Letters of Olive Shreiner


10th Jan., 1895

I am writing in haste. I don't see how the relations of married life can be well and nobly, in any way ideally, arranged when there is not perfect and profound union of aims; and when it is not, in the case of intellectual and mentally active people, I should say the marriage was a failure. When there is such complete unity there never arises the least difficulty with regard to friendships with third persons of opposite sex. In my own case marriage has not touched one of my friendships, and there is something almost comical in the idea that it might. When a man and woman marry without this as the ground-work of their union, in many cases the sooner they part from each other for ever the better. Marriage, perfect marriage of mind and body, is such a lovely and holy thing, that rather than an imperfect travesty of it, I should say none was better.
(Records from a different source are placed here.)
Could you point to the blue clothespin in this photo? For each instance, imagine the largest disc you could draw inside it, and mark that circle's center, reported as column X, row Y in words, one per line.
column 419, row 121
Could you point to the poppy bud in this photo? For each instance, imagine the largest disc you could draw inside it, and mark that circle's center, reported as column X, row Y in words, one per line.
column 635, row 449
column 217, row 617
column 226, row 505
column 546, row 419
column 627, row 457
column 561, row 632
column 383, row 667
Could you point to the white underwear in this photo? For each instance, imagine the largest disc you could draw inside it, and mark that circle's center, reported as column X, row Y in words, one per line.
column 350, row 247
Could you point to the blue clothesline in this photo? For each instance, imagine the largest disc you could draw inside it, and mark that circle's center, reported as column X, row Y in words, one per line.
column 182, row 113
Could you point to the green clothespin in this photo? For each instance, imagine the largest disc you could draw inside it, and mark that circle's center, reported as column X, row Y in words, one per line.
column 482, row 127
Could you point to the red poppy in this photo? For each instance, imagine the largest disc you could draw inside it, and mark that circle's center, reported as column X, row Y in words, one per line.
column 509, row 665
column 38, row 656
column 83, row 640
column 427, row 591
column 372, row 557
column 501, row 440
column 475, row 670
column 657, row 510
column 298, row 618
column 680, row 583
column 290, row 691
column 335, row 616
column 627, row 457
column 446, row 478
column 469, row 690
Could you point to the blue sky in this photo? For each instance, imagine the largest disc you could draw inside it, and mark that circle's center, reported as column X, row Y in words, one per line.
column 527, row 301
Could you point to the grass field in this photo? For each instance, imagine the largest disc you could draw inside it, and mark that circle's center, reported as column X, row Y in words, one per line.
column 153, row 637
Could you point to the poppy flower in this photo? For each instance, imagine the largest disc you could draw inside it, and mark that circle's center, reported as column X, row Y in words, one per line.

To me it appears that in highly developed and intellectual people, the mental and spiritual union is more important, more truly the marriage, than the physical. I should feel it (and I think any person who has reached a certain stage of growth) a much more right and important reason for terminating a union, that the person to whom I was united had a fuller, deeper and more useful mental union with another than that there should be a physical relation. Just the mental union, "for the begetting of great works" to me constitutes marriage. Of course there are millions, even in the most civilised communities, for whom physical attraction, affection and fidelity must constitute marriage. But for natures more highly developed I believe such a union to be wrong. Continuance of the physical relation when the higher mental relation is not possible, and when the affection is given elsewhere, seems to me a more terrible because a more permanent prostitution than that of the streets.